L’appropriation de l’opéra de Bellini par l’Opéra de Paris est passionnante à plus d’un titre. Mais en adoptant un retour à une partition plus austère, elle peut susciter l’incompréhension de certains amateurs de bel canto, nourris depuis des années par une autre approche, plus centrée sur la virtuosité vocale du personnage principal.

Un opéra mal-aimé, mais une histoire passionnante

Beatrice di Tenda a longtemps fait les frais d’une réputation peu flatteuse.
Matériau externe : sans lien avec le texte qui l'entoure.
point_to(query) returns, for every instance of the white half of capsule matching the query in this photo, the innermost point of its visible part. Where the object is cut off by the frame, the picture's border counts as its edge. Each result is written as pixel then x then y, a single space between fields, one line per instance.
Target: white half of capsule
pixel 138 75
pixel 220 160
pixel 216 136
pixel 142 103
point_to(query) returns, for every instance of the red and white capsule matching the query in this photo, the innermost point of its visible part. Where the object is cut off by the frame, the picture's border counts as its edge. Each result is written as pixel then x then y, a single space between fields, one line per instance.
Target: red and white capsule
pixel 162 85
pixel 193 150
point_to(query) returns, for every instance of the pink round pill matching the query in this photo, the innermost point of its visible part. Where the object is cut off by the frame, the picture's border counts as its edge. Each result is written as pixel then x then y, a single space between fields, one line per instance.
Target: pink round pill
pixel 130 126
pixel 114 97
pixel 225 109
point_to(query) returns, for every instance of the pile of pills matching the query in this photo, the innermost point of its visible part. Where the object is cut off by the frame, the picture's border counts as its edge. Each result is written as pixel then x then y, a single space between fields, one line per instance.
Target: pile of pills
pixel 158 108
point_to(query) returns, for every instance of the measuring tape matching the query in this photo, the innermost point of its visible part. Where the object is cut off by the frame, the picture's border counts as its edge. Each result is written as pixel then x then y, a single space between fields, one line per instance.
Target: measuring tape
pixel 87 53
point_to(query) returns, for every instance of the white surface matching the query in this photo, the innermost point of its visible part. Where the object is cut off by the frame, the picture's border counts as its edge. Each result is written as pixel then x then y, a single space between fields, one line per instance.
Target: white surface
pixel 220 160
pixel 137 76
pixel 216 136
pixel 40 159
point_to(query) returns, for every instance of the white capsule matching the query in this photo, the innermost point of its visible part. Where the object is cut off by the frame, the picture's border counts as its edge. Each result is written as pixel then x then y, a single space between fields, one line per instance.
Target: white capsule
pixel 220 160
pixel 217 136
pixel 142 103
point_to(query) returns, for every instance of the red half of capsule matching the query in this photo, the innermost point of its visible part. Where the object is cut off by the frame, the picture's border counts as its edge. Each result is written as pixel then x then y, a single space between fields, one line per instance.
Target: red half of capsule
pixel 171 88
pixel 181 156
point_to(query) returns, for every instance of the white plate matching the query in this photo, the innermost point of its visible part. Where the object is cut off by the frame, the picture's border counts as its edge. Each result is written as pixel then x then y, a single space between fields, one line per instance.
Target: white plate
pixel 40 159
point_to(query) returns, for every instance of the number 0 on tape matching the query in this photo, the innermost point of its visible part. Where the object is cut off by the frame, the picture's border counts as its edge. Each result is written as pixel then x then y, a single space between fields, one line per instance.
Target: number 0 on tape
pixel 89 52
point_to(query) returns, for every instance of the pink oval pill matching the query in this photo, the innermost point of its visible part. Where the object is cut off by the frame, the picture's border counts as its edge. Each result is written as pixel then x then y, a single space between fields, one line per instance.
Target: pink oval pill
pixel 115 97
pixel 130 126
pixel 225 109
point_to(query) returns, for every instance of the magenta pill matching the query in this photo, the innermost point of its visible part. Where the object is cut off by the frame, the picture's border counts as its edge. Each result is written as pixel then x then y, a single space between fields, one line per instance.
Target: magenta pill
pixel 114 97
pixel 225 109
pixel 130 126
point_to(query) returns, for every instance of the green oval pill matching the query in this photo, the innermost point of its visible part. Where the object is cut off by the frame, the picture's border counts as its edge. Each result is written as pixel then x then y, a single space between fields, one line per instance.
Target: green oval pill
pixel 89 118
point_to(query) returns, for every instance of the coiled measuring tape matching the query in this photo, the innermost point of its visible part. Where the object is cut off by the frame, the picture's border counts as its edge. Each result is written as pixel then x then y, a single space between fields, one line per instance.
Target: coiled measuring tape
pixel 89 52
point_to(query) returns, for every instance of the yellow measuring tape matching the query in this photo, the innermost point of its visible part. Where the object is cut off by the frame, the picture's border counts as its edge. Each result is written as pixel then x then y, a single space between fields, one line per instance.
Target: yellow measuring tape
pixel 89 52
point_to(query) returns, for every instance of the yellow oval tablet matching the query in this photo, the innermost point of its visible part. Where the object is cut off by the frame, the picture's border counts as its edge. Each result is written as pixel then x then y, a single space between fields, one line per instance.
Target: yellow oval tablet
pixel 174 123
Seul opéra de Bellini à avoir véritablement connu l’insuccès de son vivant (Bellini s’éteindra, rappelons-le, 2 ans plus tard), souffrant des similitudes avec la Anna Bolena de Donizetti (créée à Milan en décembre 1830), l’œuvre a souvent fait figure de parent pauvre à côté de Norma, en 1831 (dont les débuts furent néanmoins également difficiles) ou des Puritani, en 1835, les deux opus qui l’encadrent temporellement.

 

Et pourtant… s’il est moins directement spectaculaire que les deux œuvres précitées, il s’inscrit, à juste titre, dans l’histoire de la révolution belcantiste / romantique ; les airs de Béatrice comme ceux de Filippo ainsi que plusieurs scènes de groupe et de chœur sont magnifiques, l’intrigue est passionnante, les transitions sont parfaites.
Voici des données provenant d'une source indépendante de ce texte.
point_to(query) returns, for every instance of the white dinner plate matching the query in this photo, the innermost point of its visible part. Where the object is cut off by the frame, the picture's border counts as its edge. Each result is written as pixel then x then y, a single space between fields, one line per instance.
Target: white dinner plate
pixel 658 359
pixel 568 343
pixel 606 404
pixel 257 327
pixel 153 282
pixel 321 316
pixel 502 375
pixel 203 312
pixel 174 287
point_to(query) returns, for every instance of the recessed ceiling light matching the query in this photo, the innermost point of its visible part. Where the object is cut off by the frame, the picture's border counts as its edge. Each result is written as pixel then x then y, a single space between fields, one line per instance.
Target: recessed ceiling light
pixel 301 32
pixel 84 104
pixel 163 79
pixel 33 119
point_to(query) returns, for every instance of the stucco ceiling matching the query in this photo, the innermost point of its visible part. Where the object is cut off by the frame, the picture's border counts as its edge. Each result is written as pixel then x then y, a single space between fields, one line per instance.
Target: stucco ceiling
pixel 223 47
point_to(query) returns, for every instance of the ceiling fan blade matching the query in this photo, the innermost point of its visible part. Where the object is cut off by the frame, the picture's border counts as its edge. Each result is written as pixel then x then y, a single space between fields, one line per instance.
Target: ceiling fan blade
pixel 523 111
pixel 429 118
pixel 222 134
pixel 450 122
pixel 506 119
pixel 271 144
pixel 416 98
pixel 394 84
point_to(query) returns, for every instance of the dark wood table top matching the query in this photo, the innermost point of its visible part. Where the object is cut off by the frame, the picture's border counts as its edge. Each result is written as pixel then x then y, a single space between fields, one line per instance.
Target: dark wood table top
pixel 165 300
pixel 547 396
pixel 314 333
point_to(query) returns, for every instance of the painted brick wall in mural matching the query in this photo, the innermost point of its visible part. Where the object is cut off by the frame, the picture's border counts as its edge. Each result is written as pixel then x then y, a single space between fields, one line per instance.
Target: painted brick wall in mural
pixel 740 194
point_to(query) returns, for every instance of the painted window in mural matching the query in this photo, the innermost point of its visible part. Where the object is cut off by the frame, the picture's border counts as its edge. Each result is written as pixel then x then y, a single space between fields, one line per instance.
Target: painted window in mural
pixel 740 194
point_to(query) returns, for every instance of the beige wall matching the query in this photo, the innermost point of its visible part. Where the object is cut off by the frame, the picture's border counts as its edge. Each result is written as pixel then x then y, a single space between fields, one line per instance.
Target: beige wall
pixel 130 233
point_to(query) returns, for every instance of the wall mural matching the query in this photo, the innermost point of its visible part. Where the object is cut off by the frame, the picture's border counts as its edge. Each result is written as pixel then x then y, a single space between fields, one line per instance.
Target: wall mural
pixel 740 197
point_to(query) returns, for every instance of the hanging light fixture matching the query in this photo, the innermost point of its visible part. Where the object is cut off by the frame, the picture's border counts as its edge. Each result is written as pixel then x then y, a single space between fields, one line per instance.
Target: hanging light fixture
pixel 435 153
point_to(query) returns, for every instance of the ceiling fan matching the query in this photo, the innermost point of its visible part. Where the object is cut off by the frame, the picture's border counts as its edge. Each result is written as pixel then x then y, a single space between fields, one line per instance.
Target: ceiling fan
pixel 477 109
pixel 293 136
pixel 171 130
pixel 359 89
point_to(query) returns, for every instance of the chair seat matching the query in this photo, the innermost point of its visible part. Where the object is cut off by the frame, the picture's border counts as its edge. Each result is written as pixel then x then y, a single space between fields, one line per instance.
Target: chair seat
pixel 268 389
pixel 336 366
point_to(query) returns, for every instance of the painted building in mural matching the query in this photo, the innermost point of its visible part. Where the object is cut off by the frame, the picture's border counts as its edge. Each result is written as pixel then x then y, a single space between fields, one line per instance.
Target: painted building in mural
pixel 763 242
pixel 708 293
De surcroît, avec son action resserrée, le livret, moins caricatural qu’à l’habitude, sort des sentiers battus par l’utilisation d’un langage fait de non-dits, permettant de garder une part de mystère sur les sentiments et motivations des personnages.

 

L’histoire de Beatrice nous est moins familière que celle d’Anna Bolena, la femme d’Henry VIII, accusée d’adultère qui finit sur l’échafaud. Si la raison et les moyens employés pour l’exécution de la femme sont similaires, les deux féminicides ne s’appuient pas sur la même symbolique. La femme d’Henry VIII était chez Donizetti une génitrice devenue embarrassante pour le souverain.

La véritable histoire de Beatrice di Tenda – qui se situe dans une période aussi violente que brillante – elle est celle de Donatello et de Botticelli -, montre le cheminement d’une femme devenue politiquement importante à la mort de son mari, l’un des plus puissants condottieri de son époque qui était parvenu à contrôler le duché de Milan.
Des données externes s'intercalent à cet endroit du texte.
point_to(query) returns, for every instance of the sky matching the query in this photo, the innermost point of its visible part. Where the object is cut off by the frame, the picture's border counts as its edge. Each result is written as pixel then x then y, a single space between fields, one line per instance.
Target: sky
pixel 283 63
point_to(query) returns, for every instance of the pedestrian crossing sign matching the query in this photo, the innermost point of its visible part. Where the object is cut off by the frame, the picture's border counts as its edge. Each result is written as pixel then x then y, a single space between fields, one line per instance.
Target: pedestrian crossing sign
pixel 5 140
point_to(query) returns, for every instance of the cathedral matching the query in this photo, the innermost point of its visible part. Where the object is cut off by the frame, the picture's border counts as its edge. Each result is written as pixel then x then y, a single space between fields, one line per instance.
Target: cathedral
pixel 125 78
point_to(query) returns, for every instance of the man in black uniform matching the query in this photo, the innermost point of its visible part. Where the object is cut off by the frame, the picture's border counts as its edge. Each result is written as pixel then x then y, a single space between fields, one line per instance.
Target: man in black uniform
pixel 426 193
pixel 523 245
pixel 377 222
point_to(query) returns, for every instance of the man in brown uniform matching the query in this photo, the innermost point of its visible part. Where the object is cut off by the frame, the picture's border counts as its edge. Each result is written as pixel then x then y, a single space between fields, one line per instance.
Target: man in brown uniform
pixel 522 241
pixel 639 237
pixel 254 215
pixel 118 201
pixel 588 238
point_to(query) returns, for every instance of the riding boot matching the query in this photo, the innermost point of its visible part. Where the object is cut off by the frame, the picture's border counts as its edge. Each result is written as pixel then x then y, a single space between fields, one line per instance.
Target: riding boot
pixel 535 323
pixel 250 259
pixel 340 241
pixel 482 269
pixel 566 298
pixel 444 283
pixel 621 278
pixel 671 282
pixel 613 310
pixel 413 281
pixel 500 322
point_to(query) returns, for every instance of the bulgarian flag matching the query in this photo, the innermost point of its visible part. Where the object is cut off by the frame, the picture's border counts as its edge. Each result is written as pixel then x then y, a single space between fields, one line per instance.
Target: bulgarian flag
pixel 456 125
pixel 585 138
Lorsque Filippo Maria Visconti épouse Beatrice, il perçoit une dot monumentale et l’obéissance de nombreuses villes lombardes. La duchesse est alors une véritable femme de pouvoir, une femme qui se livre à des actions militaires et est en contact avec l’Empereur romain germanique Sigismond. C’est également une femme dont les proches étaient susceptibles de se soulever contre Filippo, ce qui représentait une menace pour son époux.

Après avoir assis son pouvoir, son mari employa le moyen arrangeant de l’accusation d’adultère pour la faire exécuter ainsi que son prétendu « amant » Orombello. Dans une logique patriarcale, elle rejoignait ainsi la longue cohorte des femmes décapitées dans le seul but de renforcer l’assise (ici politique) du mari.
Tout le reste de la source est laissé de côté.